‘Tis the Season to Be Holy
Will your Christmas be different from last year’s Covid-restricted feast? I do hope mine will be. Usually, Christmas Eve is the one time of the year when our whole family gets together for dinner. Last year that wasn’t possible. This Christmas, with everybody vaccinated, we may, pray God, come together again.
But last year, Advent and Christmas were also the quiet sort of affair many of us have always longed for, even if that was forced by a cruel pandemic. The restrictions provided greater opportunities for the quiet reflections and peace we usually struggle to make time for. Will we be able to find the oasis for stillness again this year?
In this issue, we pause to reflect on the Nativity of the Lord in different ways.

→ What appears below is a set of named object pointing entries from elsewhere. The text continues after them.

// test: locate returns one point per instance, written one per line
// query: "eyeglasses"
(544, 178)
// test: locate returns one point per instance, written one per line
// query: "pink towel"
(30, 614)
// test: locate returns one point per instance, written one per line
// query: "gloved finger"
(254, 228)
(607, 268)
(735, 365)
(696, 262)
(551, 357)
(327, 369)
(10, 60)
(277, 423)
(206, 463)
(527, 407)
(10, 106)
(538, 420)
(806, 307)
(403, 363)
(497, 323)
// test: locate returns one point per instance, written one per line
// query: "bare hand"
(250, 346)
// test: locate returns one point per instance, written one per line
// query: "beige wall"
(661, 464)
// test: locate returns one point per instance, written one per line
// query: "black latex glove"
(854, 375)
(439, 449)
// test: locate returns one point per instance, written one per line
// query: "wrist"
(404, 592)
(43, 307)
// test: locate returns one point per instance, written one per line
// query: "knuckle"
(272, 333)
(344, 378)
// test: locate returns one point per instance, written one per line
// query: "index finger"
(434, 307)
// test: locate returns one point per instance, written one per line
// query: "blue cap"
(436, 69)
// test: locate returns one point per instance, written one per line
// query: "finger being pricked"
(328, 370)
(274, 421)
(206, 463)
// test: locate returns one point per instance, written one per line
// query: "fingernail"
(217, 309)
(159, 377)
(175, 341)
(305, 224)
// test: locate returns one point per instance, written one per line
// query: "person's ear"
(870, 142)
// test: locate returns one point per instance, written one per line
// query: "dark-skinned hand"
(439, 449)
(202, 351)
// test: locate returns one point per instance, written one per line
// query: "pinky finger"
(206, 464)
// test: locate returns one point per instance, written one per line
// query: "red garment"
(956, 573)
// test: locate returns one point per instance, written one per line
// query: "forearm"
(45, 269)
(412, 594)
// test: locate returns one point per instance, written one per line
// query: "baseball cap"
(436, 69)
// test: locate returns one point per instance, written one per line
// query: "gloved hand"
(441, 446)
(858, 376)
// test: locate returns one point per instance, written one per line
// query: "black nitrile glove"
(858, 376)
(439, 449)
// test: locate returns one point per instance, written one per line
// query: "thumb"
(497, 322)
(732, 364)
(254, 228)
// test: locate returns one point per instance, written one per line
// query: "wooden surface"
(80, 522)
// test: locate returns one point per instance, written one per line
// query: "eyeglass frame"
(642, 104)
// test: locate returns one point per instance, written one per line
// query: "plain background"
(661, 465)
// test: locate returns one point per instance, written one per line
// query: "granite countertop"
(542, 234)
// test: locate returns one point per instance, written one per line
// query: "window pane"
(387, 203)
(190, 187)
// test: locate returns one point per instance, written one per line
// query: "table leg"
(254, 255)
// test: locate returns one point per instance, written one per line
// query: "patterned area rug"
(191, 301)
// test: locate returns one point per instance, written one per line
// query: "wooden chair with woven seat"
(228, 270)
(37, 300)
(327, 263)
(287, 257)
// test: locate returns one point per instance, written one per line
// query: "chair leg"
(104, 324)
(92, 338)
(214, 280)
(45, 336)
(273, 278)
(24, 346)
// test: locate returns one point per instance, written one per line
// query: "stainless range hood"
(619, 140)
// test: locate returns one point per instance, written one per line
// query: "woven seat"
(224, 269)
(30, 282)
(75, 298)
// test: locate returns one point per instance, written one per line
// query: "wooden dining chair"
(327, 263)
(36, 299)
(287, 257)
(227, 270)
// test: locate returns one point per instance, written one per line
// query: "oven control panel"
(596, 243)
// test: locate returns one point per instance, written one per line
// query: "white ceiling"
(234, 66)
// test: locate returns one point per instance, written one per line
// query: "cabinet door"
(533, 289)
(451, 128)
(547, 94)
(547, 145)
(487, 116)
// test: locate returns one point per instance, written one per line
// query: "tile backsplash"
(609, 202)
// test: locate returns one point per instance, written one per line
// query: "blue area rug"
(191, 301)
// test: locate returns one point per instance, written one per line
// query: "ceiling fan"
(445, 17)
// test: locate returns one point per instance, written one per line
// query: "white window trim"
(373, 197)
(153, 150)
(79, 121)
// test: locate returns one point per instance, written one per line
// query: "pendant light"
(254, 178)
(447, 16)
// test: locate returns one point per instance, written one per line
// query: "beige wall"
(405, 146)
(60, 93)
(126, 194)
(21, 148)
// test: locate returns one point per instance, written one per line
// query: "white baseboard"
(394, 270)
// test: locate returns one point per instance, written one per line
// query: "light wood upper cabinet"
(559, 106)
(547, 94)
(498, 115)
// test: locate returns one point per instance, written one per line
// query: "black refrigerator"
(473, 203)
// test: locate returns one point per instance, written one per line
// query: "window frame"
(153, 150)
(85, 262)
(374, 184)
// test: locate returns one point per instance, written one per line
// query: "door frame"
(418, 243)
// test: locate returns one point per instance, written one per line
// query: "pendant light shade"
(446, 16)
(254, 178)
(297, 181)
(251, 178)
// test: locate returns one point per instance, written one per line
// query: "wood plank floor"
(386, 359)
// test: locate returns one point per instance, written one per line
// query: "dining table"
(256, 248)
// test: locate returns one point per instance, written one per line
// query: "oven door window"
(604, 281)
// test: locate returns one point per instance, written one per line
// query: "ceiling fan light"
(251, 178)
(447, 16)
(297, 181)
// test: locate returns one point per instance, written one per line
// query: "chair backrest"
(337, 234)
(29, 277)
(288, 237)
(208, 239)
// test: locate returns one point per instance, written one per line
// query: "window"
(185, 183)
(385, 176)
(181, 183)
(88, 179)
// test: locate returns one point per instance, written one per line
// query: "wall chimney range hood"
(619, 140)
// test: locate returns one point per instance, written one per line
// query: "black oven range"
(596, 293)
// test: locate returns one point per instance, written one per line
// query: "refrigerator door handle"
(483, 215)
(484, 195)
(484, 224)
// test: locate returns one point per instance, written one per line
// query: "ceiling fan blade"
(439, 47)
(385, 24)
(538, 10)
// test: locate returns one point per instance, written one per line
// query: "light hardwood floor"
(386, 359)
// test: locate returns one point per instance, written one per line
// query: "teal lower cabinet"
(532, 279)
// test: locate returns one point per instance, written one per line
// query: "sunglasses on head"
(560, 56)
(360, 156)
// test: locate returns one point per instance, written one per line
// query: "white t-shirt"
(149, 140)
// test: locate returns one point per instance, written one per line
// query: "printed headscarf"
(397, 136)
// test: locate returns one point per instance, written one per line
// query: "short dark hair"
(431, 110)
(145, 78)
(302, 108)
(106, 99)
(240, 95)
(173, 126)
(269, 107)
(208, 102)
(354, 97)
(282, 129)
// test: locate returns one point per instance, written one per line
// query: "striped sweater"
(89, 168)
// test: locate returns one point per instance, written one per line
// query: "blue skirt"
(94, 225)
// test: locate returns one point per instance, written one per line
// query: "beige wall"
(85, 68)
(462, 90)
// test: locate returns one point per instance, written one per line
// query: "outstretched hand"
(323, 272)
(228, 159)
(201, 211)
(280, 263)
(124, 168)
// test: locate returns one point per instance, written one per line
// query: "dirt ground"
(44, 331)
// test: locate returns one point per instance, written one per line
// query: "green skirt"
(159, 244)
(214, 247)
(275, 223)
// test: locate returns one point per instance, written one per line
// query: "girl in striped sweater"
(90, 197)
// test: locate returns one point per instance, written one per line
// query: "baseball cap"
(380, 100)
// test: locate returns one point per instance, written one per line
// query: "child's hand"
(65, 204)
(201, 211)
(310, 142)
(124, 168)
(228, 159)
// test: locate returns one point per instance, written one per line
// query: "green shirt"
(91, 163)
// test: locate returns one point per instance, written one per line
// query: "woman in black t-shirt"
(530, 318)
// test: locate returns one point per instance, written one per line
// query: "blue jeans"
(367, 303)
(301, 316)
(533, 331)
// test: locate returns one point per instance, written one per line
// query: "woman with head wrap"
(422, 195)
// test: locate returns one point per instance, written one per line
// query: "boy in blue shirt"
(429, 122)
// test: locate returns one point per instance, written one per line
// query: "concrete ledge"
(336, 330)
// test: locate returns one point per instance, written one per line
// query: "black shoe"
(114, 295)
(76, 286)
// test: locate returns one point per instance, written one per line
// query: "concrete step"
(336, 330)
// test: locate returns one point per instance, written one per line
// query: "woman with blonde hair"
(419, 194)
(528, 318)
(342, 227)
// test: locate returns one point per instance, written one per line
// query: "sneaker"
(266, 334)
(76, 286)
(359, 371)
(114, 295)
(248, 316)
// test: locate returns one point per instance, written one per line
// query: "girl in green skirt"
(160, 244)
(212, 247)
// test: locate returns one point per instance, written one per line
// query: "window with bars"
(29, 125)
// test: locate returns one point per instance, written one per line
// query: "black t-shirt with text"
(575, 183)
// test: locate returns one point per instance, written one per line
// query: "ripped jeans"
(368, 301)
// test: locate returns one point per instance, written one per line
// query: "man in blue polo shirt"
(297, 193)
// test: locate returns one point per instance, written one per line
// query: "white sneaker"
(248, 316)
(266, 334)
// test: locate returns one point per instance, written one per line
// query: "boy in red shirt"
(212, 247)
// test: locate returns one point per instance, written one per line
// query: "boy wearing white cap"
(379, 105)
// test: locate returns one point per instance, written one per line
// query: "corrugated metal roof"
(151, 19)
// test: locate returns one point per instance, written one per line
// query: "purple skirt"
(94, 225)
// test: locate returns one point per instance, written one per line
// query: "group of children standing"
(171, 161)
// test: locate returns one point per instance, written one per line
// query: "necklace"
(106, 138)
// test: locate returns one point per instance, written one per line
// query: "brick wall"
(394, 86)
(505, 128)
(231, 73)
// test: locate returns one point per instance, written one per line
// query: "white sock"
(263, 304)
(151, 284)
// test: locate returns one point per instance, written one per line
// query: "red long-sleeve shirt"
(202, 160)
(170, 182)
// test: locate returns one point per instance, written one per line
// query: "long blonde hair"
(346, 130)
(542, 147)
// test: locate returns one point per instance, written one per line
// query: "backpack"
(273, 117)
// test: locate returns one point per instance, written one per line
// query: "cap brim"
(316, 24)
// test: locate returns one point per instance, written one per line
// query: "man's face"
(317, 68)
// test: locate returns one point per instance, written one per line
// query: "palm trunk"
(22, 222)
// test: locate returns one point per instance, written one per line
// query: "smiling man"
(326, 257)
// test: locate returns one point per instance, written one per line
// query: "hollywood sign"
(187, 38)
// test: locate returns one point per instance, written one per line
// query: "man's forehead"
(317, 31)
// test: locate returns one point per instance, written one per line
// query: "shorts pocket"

I suspect one item might cause some debate: the anonymously-written letter from “Jesus” (page 26). It certainly provoked lively discussion among the Southern Cross team. In the letter, “Jesus” writes that instead of complaining about the secularisation of Christmas, we should first take action in our life. Replace our own Santa Claus decorations with Nativity scenes, “Jesus” suggests.
But I don’t think the letter proposes that we should be happy if the symbols of our faith are absent in public spaces. Rather, it calls us to interior conversion first, before we worry about external symbols. And that’s something which Scripture repeatedly and consistently calls us to. Our first concern should be about our own shortcomings, not those of others. Or, in Jesus’ words: “First, take the log out of your own eye; then you can see how to take the speck out of your friend’s eye” (Matthew 7:5).
That speaks to our internal disposition as well as to the external expressions of our faith. If we don’t have the faith truly in our hearts (feeding the poor, forgiving our enemies, and so on) and in our homes (a well-thumbed bible, sacramentals, The Southern Cross on the coffee table), then how can we demand with integrity the display of Christian symbols in public spaces?
Of course, we should also beware of the elimination of Christianity from the public sphere. But before we do so, we must always introspect whether we are really living what we are agitating for.
Every Christmas, there’s one thing that invariably drives many Catholics to unholy anger: the use of “X-mas” for Christmas. I don’t use it myself because I know, from long experience, that if
I do, somebody somewhere will angrily accuse me of blasphemy or worse. But there is nothing inherently disrespectful about writing “X-mas”.
It is an ancient rendering for the word Christmas used by the early Christians themselves.
The letter X in our alphabet indicates the Greek letter chi, which is the first letter of Christ’s name in Greek (Χριστός). So the letter X does, in fact, represent the name of Christ. It might annoy us when “X-mas” is used as a lazy shortcut, but its roots are solidly Christian and, indeed, sacred.
In that spirit, I do hope you’ll enjoy this December edition of The Southern Cross. Please tell your friends about your monthly Catholic magazine!
From all of us: May your Advent season be holy, your Christmas (or X-Mas!) be joyful, and your 2022 be filled with blessings, peace and good health.